I think it is useful, I just don't know if it is going to be useful for the time it takes to do. However, some chunk of that seems like it's already been done. But beyond all that median seems like the right gauge for me. I assume the number will be calculated correctly so that if an article is 5 days old the other 25 days are null not 0.

@Barkeep49 Thanks for the feedback! We're proposing this alternative because we don't think it will take a very long time, especially compared to the original request. And, yes, the calculation of the median would depend on when the article was created. If the article was created less than 30 days ago, the calculation would be based on the date of creation rather than from 30 days total.

I'm not sure that this is useful at all. It's not something that will help me with my patrolling. Maybe I'm missing something, but a new page, unpatrolled and thus non indexed, shouldn't have any page views except by its creator and/or reviewers.

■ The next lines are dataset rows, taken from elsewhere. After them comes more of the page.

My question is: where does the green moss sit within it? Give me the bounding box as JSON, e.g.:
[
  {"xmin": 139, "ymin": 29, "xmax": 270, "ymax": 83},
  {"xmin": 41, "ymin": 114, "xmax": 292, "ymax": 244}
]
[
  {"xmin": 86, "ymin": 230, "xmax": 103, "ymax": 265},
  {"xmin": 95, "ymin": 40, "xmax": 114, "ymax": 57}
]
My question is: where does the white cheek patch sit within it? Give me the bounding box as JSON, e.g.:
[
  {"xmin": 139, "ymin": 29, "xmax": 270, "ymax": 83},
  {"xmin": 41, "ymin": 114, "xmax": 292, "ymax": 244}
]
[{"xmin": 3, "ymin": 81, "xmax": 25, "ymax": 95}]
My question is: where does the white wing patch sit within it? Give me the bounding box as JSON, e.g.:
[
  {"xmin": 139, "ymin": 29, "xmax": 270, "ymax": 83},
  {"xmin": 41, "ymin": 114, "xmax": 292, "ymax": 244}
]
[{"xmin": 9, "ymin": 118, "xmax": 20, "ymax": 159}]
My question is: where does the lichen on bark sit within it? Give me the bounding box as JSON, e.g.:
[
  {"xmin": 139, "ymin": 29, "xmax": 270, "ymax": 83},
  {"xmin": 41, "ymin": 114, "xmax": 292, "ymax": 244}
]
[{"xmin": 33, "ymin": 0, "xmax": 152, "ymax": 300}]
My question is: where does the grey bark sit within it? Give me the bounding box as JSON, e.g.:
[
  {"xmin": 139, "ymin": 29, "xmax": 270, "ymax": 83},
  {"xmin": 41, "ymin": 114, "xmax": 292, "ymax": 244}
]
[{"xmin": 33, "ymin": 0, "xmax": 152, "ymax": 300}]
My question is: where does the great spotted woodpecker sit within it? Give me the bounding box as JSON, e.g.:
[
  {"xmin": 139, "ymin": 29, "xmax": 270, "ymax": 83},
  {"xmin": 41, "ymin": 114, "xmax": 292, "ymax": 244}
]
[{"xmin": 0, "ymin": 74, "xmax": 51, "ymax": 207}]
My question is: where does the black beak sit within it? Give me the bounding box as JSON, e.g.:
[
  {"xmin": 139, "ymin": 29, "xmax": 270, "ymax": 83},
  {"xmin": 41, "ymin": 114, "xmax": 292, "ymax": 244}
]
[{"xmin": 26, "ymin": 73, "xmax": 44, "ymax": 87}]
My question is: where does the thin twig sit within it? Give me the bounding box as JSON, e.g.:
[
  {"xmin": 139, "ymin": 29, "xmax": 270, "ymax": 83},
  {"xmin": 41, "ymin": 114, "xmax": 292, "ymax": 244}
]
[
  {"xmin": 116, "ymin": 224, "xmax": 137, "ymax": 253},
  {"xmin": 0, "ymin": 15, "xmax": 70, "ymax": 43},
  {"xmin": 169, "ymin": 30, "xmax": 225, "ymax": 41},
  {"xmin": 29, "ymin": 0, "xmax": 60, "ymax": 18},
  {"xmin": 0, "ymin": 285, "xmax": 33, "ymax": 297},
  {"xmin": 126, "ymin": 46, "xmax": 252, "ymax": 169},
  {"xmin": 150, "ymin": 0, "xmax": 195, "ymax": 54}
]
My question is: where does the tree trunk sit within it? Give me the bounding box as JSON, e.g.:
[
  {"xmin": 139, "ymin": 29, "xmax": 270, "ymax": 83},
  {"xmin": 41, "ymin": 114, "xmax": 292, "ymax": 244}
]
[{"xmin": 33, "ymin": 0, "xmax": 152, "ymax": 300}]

I am also concerned that every new piece of page meta information we now start adding to the entries in the feed will not only introduce clutter to add to a patroller's bewilderment - I'm thinking here in terms related to Banner Blindness, a phenomenon well researched by information scientists, well before the advent of the Internet.

The addition of many more snippets of information may also lead to a slowing down of the loading/rendering of the feed.

This proposal failed to reached consensus, so we'll leave it as an open ticket, if things change at a later date and another team would like to take it on. I'm removing the Community Tech tag from this ticket, as we've now wrapped up the Page Curation Improvements project. More details on the project and its final outcomes can be found on the Page Curation Improvements project page. Thanks!